How do people distinguish between good and evil? Is reason hardwired in the brain? How are moral beliefs ingrained? Long the province of philosphers, morality is increasingly an avenue of scientific inquiry.

The Greatest of All Time

Athletes aren't really heroes, but could they inspire others to heroism?

“Who's your hero?” Ask any kid this question and chances are you'll get one of three responses: their mom, their dad, or their favorite sports star. In many people's minds, the term “sports hero” is all but synonymous with “great athlete,” whether it refers to Dust Bowl-era boxer Joe Louis, gymnast Nadia Comaneci in Ceaușescu's Romania, or today's NBA golden boy, Kevin Durant.

But does it really make sense to conflate athleticism and heroism? Some sports-world observers—including retired NBA MVP Kareem Abdul-Jabbar—say it doesn't. Being a hero is supposed to be about putting others first, their thinking goes, whereas today's high-profile athletes make millions playing games or hawking products and often buy too heavily into the narrative of their own greatness. Calling such people heroes dilutes the term into insignificance.

I'm certainly sympathetic to this argument. To equate Michael Jordan or Shaun White with Mother Teresa is to cheapen the time-honored ideal of heroism: putting yourself at risk for a greater cause (lifesaving, social justice) without any expectation of reward. It's folly to suggest that athletes' on-court feats, no matter how jaw-dropping, are as heroic as those of people who sacrifice for others.

But I do think the sports-stars-as-heroes trope is more than just an artifact of our marketing-driven culture. There's a reason it feels so natural, so self-evident, to call our favorite athletes heroes. Athletics, more than most other human pursuits, is a grand metaphor for the struggles and triumphs of life—and as we watch, it's hard not to be inspired to our own courageous acts.

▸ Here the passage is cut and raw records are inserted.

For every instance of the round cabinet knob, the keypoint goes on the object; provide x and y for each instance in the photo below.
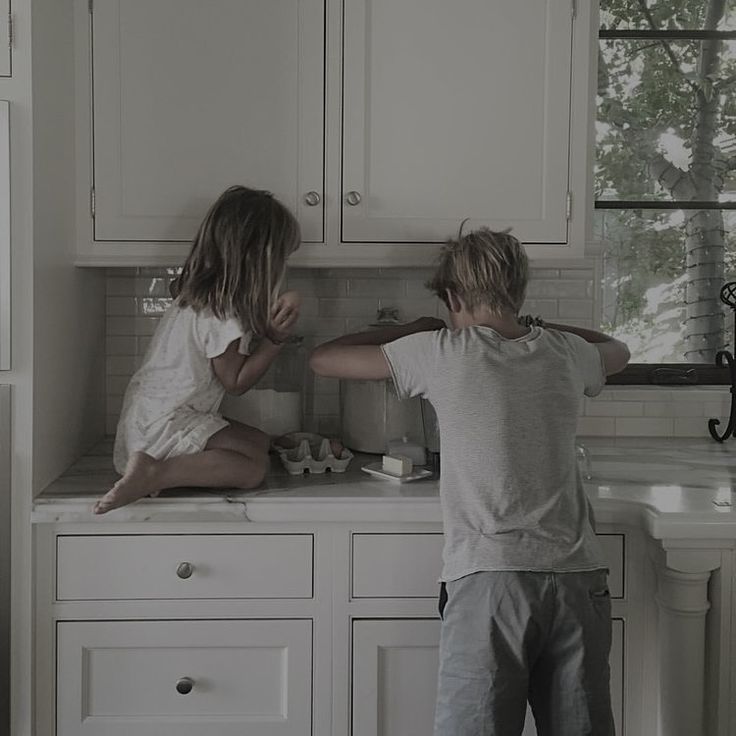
(184, 685)
(312, 199)
(185, 570)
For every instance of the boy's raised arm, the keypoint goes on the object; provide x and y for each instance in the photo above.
(359, 355)
(614, 353)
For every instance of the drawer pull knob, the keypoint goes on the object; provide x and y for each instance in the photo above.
(312, 199)
(185, 570)
(184, 685)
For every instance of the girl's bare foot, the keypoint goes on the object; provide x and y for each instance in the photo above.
(137, 482)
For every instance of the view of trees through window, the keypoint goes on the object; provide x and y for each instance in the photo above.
(665, 175)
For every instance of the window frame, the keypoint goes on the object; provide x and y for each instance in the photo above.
(667, 374)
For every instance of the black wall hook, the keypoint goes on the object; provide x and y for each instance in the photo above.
(723, 357)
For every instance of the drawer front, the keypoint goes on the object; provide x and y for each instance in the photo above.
(184, 678)
(184, 566)
(396, 565)
(408, 565)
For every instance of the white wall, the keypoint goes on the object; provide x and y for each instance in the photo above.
(68, 323)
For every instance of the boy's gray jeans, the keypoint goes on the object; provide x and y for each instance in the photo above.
(512, 636)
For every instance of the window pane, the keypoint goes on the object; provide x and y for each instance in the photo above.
(663, 15)
(650, 114)
(662, 274)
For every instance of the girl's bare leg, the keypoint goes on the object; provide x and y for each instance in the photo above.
(234, 457)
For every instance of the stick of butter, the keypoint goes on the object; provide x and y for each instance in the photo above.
(397, 464)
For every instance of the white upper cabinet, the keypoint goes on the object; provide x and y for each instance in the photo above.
(6, 38)
(383, 124)
(190, 97)
(5, 260)
(456, 110)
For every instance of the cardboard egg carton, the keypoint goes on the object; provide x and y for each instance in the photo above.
(303, 451)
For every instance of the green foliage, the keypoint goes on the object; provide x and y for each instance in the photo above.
(649, 91)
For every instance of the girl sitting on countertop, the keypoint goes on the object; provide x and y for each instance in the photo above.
(170, 433)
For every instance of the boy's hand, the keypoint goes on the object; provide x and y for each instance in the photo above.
(429, 324)
(284, 315)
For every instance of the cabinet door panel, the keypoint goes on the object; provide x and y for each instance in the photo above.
(395, 677)
(192, 97)
(6, 42)
(5, 261)
(116, 678)
(437, 130)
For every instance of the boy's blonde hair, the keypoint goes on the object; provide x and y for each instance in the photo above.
(485, 269)
(238, 258)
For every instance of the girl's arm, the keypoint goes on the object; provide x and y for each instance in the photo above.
(359, 355)
(237, 372)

Think of “Miracle Man” quarterback Frank Reich, who rallied his Buffalo Bills from a 35-3 deficit to pull off the greatest NFL comeback win of all time over the Houston Oilers. Later, when talk swirled of Reich replacing starter Jim Kelly, he immediately dismissed the prospect. “I'm just having an awful lot of fun right now,” he said. And how about Japan's Mao Asada at this year's Sochi Olympics? After botching her short program, ruining any chance of a medal, she skated one of the most brilliant long programs of her life, effortlessly completing her signature triple axel. Even though she knew she couldn't win, she pushed herself to the limit to lift up her sport and her audience.

For the brief moments they appeared on a world stage, Reich and Asada displayed courage, determination, and even selflessness—and millions of spectators took note. This is no small thing, because real-life heroes need to show grit when confronted with adversity, remain faithful to worthy causes despite long odds, and endure suffering to achieve important goals. Research tells us that when people take honor codes seriously, such codes can actually change their behavior for the better. What is sport at its best if not an honor code made physical, a highlight reel of the highest values we can aspire to off the playing field?

No, most athletes aren't heroes, not in the sense of making real-world grand sacrifices. But the way they play (or run, or skate, or tumble) can inspire us to probe our own limits, to persist in the face of failure or injustice, and even—yes—to put ourselves on the line for a greater good.